結局その後、何故か宮殿の衣装室に用意されていたタイツとハイレグスーツにヘアバンドを付けて、まだ酔っ払ったままの一同に紅茶と珈琲を笑顔で配って回るハメになった。
尊厳破壊とはこの事を言うのだろう。椅子に腰掛けてクッキーを齧りながら、こちらの腰を引き寄せるエロ親父並の動きをするゲルトルーデに紅茶を淹れ、スマホでこちらをカシャカシャと撮影しているフレデリカに笑顔を強要された。
酔っ払った一同は調子に乗った。ブレンドンとオーウェンの上から下まで舐め回す紳士的な視線に耐えながら、オオイとマツバラに尻を撫でられる。
ロロとジェシカに菓子のお代わりを持ってくるように要求され、厨房の人たちの好奇の視線を我慢して戻ってくると、目を覚ましたばかりのサカキに穴が空くほど凝視され、メイユィがワタシも着てくると言って出ていきそうになるのを必死で止めた。
無駄に長居をして、ホテルまで戻ってきた頃には、午後6時も目の前の刻限となっていたのだった。
「最低な一日でした」
トラックから降りて、部屋のカードキーを受け取りながら漏らした。
「すみません、ミサキさん。つい周囲の雰囲気にあてられて」
「ゴメン……反省してるから」
酔っていたとは言え、尻をこれでもかと撫で回されたのだ。一体彼女達は普段からどんなストレスを溜め込んでいるのやら。逆に彼女達の事が不憫に思えてきた。
エレベーターに全員で乗り込んで最上階のボタンを押す。
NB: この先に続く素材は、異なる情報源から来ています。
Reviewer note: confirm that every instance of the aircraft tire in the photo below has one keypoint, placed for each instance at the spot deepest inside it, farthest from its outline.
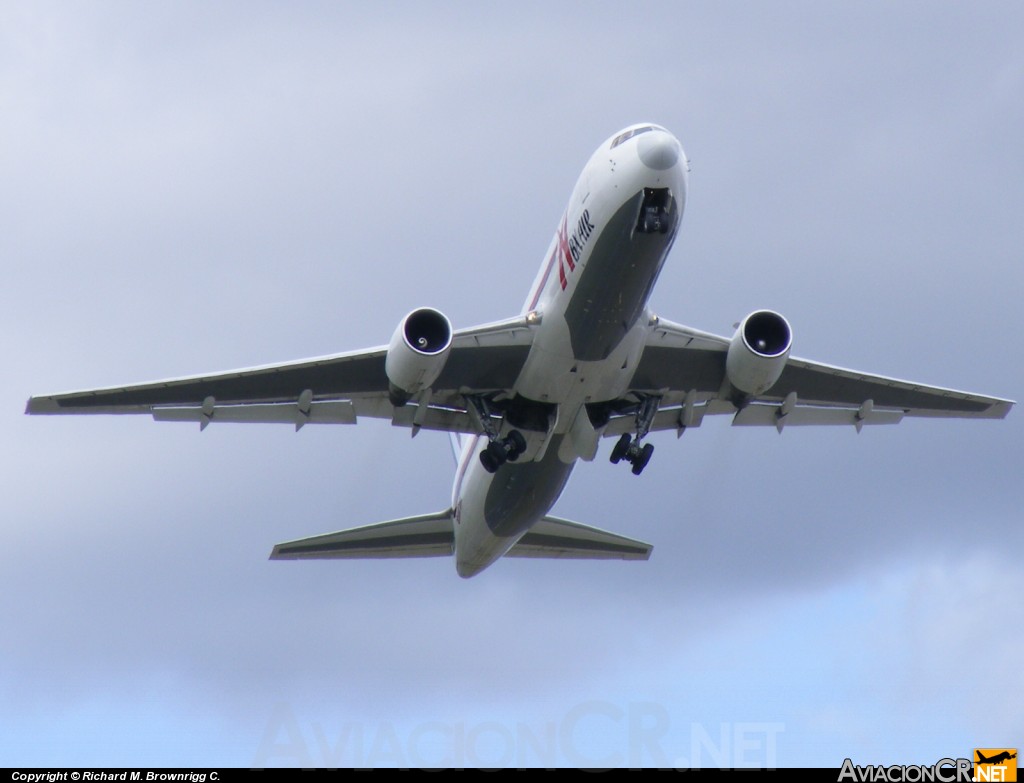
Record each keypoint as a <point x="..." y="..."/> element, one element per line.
<point x="621" y="447"/>
<point x="642" y="459"/>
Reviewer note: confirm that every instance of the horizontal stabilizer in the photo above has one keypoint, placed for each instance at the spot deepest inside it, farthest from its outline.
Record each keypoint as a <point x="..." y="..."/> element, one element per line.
<point x="423" y="536"/>
<point x="560" y="538"/>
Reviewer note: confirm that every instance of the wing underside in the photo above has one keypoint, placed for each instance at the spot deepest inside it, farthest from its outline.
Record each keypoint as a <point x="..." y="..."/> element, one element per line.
<point x="336" y="389"/>
<point x="432" y="535"/>
<point x="684" y="370"/>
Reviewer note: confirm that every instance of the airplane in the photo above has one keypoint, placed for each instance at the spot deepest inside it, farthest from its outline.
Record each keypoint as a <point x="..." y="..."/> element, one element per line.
<point x="531" y="395"/>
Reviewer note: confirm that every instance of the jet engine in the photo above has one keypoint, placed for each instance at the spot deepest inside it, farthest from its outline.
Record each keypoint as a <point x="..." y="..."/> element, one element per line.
<point x="758" y="351"/>
<point x="417" y="353"/>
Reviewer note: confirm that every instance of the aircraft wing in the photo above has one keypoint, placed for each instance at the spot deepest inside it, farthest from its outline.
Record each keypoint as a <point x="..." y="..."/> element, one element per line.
<point x="432" y="535"/>
<point x="685" y="368"/>
<point x="334" y="389"/>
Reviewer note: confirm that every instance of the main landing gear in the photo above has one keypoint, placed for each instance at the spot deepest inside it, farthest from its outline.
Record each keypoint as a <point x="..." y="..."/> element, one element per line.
<point x="499" y="450"/>
<point x="627" y="448"/>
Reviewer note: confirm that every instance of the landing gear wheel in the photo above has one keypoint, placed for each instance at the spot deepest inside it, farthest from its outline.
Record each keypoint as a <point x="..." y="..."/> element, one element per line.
<point x="641" y="460"/>
<point x="487" y="461"/>
<point x="621" y="448"/>
<point x="516" y="444"/>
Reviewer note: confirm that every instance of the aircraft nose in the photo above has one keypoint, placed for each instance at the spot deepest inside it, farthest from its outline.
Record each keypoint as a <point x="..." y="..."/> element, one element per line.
<point x="658" y="150"/>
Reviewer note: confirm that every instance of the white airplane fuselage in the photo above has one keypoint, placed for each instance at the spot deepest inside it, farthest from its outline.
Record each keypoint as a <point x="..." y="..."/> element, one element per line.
<point x="591" y="299"/>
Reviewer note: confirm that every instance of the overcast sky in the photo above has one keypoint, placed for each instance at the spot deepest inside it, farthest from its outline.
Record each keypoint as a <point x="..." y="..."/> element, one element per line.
<point x="193" y="186"/>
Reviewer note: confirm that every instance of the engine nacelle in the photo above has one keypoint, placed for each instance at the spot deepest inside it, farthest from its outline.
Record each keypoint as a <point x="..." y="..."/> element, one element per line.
<point x="417" y="353"/>
<point x="758" y="352"/>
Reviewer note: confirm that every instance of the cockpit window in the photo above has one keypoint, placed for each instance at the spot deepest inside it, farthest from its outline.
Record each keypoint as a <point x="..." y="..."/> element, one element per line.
<point x="629" y="134"/>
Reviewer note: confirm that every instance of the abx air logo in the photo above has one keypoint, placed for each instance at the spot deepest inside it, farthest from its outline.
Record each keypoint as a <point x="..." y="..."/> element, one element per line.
<point x="996" y="764"/>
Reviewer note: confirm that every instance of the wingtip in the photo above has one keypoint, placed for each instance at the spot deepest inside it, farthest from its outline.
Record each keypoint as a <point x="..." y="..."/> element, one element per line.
<point x="37" y="405"/>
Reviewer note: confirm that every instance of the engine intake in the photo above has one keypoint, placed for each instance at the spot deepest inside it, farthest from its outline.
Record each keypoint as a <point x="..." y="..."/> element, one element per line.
<point x="758" y="352"/>
<point x="417" y="353"/>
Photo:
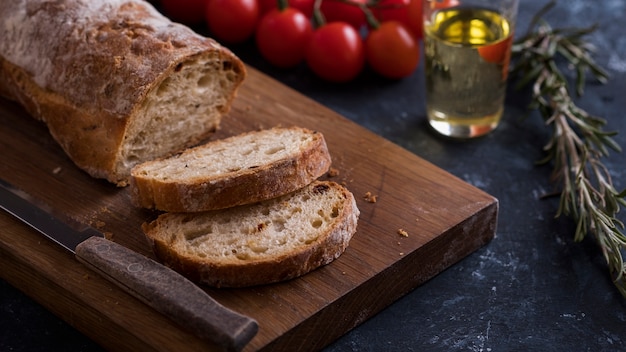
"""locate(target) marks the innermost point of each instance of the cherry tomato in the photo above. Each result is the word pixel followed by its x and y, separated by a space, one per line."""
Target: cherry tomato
pixel 498 53
pixel 184 11
pixel 232 21
pixel 336 52
pixel 408 12
pixel 283 35
pixel 444 4
pixel 338 11
pixel 391 50
pixel 266 5
pixel 306 6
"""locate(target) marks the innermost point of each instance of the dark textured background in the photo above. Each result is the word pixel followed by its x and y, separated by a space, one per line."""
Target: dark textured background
pixel 532 288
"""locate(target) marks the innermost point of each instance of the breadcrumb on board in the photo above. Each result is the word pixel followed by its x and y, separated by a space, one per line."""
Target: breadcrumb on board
pixel 371 198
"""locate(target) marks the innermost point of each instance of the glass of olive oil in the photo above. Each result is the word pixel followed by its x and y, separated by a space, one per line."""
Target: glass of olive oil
pixel 467 48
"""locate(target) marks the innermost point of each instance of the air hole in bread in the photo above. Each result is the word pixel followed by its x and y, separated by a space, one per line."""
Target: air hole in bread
pixel 317 223
pixel 242 256
pixel 190 236
pixel 205 81
pixel 163 87
pixel 310 240
pixel 274 150
pixel 279 225
pixel 257 248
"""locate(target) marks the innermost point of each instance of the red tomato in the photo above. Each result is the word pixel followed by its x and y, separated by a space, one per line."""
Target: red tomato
pixel 391 50
pixel 266 5
pixel 306 6
pixel 232 21
pixel 444 4
pixel 408 12
pixel 184 11
pixel 335 52
pixel 282 36
pixel 338 11
pixel 498 53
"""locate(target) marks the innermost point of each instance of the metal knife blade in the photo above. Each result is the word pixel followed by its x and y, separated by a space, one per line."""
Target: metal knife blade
pixel 156 285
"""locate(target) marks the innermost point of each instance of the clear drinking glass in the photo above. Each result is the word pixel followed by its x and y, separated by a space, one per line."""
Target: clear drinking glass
pixel 467 48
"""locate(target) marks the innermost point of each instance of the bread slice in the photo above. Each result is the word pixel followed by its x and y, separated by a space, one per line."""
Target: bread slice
pixel 261 243
pixel 241 169
pixel 116 82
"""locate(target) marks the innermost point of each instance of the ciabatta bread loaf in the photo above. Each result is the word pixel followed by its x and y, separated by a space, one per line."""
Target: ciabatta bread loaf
pixel 261 243
pixel 241 169
pixel 116 82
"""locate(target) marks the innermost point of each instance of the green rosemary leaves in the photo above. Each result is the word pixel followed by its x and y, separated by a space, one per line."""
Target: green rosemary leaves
pixel 578 142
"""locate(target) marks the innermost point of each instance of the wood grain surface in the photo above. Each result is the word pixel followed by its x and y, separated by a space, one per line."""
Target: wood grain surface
pixel 445 219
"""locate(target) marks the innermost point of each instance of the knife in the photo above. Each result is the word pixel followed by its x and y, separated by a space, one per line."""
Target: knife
pixel 160 287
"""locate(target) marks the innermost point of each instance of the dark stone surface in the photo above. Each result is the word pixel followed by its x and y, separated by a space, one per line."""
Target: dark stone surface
pixel 531 288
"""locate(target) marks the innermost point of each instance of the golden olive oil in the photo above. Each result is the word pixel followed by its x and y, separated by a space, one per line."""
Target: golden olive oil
pixel 467 52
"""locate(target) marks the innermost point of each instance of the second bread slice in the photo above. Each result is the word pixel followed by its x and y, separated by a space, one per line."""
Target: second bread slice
pixel 261 243
pixel 238 170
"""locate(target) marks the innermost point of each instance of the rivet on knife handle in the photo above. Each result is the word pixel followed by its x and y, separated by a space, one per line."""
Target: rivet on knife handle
pixel 168 292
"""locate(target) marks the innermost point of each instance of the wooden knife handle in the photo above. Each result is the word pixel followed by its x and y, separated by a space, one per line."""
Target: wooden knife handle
pixel 168 292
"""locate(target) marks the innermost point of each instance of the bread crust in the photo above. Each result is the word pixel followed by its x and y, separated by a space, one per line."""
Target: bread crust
pixel 328 247
pixel 85 68
pixel 235 188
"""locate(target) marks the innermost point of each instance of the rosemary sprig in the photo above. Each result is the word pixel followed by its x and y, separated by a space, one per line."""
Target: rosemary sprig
pixel 578 142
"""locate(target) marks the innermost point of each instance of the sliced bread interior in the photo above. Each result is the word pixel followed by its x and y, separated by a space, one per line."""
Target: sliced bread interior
pixel 242 169
pixel 261 243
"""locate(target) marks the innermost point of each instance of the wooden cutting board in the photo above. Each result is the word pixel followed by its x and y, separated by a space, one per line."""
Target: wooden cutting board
pixel 445 219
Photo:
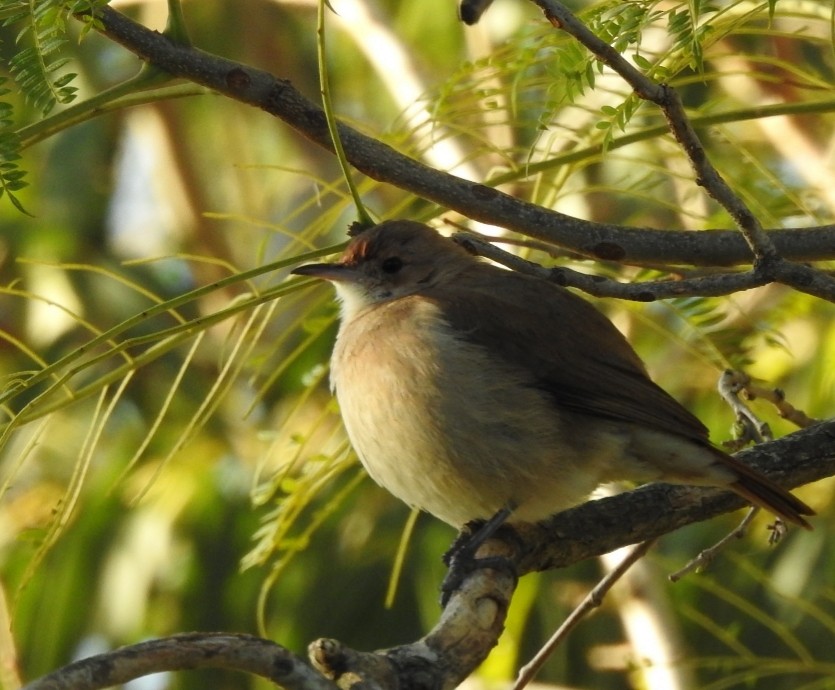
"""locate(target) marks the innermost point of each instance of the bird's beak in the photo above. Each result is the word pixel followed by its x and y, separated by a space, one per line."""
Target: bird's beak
pixel 338 273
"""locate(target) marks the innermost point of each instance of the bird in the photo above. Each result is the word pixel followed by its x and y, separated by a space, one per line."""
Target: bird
pixel 469 391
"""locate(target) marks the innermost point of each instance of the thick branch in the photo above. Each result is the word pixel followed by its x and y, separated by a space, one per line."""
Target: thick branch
pixel 590 530
pixel 189 651
pixel 380 162
pixel 471 624
pixel 598 527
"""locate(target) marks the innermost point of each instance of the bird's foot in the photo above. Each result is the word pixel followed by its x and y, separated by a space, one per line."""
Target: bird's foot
pixel 461 559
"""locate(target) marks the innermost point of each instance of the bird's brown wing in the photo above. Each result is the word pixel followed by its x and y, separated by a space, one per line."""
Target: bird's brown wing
pixel 569 348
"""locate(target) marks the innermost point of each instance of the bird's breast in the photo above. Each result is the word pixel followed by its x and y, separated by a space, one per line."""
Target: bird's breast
pixel 445 426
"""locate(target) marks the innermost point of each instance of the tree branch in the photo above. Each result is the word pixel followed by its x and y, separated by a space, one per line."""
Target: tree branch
pixel 188 651
pixel 479 202
pixel 473 620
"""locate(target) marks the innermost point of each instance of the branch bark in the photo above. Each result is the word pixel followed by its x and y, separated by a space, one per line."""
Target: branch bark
pixel 473 620
pixel 479 202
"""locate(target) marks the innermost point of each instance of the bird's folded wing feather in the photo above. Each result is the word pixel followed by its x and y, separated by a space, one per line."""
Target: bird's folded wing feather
pixel 569 348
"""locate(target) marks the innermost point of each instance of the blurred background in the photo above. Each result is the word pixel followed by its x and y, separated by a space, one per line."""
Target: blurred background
pixel 171 458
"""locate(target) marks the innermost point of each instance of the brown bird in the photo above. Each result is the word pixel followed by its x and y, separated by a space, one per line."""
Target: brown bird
pixel 467 389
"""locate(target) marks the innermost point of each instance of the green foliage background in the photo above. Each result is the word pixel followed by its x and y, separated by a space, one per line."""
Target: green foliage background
pixel 165 408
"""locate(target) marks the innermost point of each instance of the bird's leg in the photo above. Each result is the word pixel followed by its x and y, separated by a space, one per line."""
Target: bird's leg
pixel 460 557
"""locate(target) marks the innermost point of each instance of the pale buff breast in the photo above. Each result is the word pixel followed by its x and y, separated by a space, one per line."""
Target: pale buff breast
pixel 447 429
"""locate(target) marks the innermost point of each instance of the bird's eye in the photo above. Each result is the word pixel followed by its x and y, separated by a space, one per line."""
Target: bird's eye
pixel 392 265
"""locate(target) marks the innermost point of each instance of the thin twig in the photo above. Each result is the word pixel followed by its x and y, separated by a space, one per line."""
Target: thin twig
pixel 592 601
pixel 278 97
pixel 707 556
pixel 667 99
pixel 722 283
pixel 738 381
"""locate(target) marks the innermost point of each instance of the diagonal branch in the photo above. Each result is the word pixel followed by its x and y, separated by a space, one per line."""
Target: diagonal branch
pixel 479 202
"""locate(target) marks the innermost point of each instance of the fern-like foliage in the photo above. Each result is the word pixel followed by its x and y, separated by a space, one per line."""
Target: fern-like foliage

サカキは下の階だが、どうやら上まで一応ついてくるようだ。
「でも、良かったですね、ミサキ。バニーガールのコスチュームを貰えました」
「何が良いんですか。どこで着ろと」
「それはもちろん」
答えようとしたジェシカをじっと見つめると、流石にきまりが悪そうに彼女は頭を掻いた。
「シュウトさん、ずっとミサキの事見てるんだもん」
メイユィはずっとむくれている。
「いえ、それは……男の習性というか本能というか」
「メイユィ。今日はサカキさんの部屋に押しかけて迷惑をかけてはだめですよ」
「えー」
「えーじゃないです」
ジェシカに良く言っておかなければならない。それか、彼女をこちらの部屋に来させるか。そうだ、それが良い。昨日はジェシカと一緒に寝たので、今日はメイユィと寝よう。そう決めた。
「それにしても、サカキさん。二日もここに泊まったりして大丈夫なんですか?」
最上階の最高グレードの部屋だ。今はある程度閑散期だとは言え、予約は事前に必要だろう。何より宿泊費は相当に高額なはずだ。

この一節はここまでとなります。